ARTICLE ABSTRACTTo identify clinically relevant mechanisms of resistance to ER-directed therapies in ER+ breast cancer.
We conducted a genome-scale functional screen spanning 10,135 genes to investigate genes whose overexpression confer resistance to selective estrogen receptor degraders. In parallel, we performed whole-exome sequencing in paired pretreatment and postresistance biopsies from 60 patients with ER+ metastatic breast cancer who had developed resistance to ER-targeted therapy. Furthermore, we performed experiments to validate resistance genes/pathways and to identify drug combinations to overcome resistance.
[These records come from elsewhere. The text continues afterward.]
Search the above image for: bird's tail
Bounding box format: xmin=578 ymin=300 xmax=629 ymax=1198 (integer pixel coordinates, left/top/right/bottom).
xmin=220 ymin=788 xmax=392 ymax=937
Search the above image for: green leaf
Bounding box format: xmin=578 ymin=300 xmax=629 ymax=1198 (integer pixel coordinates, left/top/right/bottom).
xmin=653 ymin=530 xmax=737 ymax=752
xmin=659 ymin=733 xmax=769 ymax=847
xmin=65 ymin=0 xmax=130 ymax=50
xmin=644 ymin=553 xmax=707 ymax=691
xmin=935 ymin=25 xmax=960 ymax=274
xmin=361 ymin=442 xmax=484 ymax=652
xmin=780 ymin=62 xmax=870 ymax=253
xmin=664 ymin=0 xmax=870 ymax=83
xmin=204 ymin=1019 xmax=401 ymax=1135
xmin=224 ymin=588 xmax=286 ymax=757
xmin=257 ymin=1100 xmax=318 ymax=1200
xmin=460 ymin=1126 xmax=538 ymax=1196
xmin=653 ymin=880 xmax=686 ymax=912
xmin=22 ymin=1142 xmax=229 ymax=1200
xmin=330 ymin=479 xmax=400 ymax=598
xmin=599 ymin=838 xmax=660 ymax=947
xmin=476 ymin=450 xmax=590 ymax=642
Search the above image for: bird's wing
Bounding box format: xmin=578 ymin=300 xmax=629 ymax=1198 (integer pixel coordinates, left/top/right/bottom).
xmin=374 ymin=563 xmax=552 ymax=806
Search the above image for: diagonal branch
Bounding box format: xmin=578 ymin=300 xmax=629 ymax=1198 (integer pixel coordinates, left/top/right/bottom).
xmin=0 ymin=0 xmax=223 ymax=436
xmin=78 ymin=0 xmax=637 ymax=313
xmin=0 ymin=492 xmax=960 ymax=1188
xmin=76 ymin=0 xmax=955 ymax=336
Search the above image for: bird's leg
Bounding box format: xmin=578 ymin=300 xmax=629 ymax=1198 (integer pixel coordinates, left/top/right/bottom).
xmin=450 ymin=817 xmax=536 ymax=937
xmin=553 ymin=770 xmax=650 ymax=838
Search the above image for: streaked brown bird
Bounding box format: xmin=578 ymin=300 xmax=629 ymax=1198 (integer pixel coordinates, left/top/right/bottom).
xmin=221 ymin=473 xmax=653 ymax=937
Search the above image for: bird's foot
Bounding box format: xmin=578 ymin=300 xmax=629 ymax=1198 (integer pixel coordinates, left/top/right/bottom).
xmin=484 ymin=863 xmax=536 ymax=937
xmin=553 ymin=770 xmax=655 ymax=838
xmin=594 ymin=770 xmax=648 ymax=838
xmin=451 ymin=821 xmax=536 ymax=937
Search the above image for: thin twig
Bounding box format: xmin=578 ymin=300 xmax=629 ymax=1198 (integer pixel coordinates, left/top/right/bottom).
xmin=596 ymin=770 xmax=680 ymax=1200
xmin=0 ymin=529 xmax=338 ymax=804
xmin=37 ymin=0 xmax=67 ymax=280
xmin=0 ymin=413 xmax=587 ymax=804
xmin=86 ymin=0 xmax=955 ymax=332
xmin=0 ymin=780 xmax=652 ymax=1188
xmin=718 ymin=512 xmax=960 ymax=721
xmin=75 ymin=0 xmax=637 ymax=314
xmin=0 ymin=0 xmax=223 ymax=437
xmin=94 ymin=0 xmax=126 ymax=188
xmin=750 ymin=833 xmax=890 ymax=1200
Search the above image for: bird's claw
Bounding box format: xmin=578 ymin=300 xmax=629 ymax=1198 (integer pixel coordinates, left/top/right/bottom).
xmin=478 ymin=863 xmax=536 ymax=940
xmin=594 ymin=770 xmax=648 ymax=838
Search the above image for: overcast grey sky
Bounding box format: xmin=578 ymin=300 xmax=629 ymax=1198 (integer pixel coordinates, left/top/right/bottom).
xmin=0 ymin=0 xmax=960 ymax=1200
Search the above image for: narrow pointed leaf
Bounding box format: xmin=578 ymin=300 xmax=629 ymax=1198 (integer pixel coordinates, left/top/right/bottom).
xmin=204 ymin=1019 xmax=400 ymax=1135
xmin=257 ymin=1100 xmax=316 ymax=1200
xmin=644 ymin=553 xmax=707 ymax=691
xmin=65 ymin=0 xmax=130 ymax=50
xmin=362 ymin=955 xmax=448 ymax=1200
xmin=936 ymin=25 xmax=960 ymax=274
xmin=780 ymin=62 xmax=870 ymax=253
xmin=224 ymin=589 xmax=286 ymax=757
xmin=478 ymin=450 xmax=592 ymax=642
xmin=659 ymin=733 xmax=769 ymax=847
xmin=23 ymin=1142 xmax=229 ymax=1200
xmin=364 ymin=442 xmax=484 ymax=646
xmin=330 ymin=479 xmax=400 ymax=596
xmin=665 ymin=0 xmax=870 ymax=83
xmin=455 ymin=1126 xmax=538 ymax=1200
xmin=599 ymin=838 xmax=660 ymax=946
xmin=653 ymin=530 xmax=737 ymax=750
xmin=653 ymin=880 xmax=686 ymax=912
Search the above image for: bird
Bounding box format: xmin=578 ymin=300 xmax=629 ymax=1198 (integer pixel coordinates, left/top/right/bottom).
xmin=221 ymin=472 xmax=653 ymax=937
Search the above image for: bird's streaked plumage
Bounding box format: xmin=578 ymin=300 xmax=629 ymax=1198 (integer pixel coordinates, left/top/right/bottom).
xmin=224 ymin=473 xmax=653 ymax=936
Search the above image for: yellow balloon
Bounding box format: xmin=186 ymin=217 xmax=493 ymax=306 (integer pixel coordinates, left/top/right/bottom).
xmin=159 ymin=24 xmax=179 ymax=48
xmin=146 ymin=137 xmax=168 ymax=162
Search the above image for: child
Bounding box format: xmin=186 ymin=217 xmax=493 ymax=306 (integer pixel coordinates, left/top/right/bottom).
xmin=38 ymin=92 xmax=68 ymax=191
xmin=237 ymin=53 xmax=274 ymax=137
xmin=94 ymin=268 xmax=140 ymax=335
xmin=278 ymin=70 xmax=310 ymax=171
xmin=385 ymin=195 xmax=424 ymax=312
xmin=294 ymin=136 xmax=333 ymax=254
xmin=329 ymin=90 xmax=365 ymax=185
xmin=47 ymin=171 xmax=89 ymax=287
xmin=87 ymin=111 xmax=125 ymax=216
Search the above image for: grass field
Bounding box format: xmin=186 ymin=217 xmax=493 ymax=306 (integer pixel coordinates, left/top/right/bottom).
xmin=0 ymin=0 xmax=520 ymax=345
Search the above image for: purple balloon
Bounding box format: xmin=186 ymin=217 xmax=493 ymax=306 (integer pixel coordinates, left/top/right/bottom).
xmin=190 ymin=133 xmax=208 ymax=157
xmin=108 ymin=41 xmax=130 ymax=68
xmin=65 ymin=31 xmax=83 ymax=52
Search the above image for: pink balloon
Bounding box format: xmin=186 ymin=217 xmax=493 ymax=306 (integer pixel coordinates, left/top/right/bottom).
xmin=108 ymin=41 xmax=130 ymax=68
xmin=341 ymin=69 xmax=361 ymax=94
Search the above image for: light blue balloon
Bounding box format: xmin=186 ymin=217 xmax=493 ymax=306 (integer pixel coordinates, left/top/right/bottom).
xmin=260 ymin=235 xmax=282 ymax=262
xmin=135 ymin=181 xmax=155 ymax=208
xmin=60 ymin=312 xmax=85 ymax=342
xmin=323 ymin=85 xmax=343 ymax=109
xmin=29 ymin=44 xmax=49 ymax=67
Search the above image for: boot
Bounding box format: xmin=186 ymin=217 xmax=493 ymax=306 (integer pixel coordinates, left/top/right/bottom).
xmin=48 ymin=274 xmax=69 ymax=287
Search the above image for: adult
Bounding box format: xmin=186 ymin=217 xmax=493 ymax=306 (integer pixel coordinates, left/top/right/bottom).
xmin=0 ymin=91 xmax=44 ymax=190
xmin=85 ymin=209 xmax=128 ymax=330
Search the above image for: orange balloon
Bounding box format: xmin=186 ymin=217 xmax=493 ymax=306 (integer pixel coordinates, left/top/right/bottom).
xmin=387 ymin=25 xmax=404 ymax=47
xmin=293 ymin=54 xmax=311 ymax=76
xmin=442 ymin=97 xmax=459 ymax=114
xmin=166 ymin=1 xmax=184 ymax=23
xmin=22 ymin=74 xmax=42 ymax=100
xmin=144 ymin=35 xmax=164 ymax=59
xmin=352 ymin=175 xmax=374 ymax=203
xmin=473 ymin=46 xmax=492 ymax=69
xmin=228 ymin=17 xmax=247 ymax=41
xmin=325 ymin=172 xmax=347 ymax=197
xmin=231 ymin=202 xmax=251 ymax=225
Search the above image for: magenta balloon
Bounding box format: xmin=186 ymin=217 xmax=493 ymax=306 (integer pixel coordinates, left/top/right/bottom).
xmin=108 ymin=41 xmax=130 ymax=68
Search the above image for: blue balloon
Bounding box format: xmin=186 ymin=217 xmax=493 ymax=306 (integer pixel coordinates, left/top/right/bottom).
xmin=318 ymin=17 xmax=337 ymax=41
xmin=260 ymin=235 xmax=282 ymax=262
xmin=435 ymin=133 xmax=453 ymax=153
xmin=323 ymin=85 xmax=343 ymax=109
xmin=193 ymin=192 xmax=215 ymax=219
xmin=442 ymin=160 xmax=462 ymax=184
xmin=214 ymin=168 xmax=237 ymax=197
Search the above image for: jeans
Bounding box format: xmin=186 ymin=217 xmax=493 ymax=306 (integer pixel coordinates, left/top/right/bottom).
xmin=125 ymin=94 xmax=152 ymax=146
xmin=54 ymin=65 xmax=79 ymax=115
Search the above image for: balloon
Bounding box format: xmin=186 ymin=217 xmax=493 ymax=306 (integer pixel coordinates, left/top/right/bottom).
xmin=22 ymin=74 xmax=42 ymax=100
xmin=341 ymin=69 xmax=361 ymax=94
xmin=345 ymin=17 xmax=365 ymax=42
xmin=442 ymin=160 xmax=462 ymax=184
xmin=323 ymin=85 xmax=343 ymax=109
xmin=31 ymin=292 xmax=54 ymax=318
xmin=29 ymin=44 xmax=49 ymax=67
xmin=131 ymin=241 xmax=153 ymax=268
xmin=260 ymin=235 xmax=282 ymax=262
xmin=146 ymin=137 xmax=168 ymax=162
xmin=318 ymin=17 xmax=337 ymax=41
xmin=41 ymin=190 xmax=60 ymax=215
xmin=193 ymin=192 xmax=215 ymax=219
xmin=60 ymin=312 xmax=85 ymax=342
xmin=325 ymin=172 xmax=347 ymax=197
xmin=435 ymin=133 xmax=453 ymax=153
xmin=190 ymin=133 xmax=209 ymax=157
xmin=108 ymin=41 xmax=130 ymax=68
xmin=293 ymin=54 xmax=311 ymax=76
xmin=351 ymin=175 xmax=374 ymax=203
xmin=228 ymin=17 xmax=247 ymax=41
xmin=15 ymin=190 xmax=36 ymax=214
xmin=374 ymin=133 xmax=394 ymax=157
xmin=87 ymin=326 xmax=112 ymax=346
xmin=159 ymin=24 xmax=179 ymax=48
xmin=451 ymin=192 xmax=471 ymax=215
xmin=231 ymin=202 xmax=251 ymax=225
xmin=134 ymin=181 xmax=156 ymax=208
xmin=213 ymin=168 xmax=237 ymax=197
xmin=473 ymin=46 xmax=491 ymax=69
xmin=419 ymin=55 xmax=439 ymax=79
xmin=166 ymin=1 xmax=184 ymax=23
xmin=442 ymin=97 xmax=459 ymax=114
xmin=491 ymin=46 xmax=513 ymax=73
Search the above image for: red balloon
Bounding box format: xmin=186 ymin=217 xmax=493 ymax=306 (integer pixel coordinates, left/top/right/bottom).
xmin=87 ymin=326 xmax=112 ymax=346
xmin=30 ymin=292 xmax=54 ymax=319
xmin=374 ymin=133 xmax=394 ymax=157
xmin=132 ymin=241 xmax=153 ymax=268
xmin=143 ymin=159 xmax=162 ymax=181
Pathway analysis of candidate resistance genes demonstrated that the FGFR, ERBB, insulin receptor, and MAPK pathways represented key modalities of resistance. The FGFR pathway was altered via FGFR1, FGFR2, or FGF3 amplifications or FGFR2 mutations in 24 (40%) of the postresistance biopsies. In 12 of the 24 postresistance tumors exhibiting FGFR/FGF alterations, these alterations were acquired or enriched under the selective pressure of ER-directed therapy. In vitro experiments in ER+ breast cancer cells confirmed that FGFR/FGF alterations led to fulvestrant resistance as well as cross-resistance to the CDK4/6 inhibitor palbociclib. RNA sequencing of resistant cell lines demonstrated that FGFR/FGF induced resistance through ER reprogramming and activation of the MAPK pathway. The resistance phenotypes were reversed by FGFR inhibitors, a MEK inhibitor, and/or a SHP2 inhibitor.
Our results suggest that FGFR pathway is a distinct mechanism of acquired resistance to ER-directed therapy that can be overcome by FGFR and/or MAPK pathway inhibitors.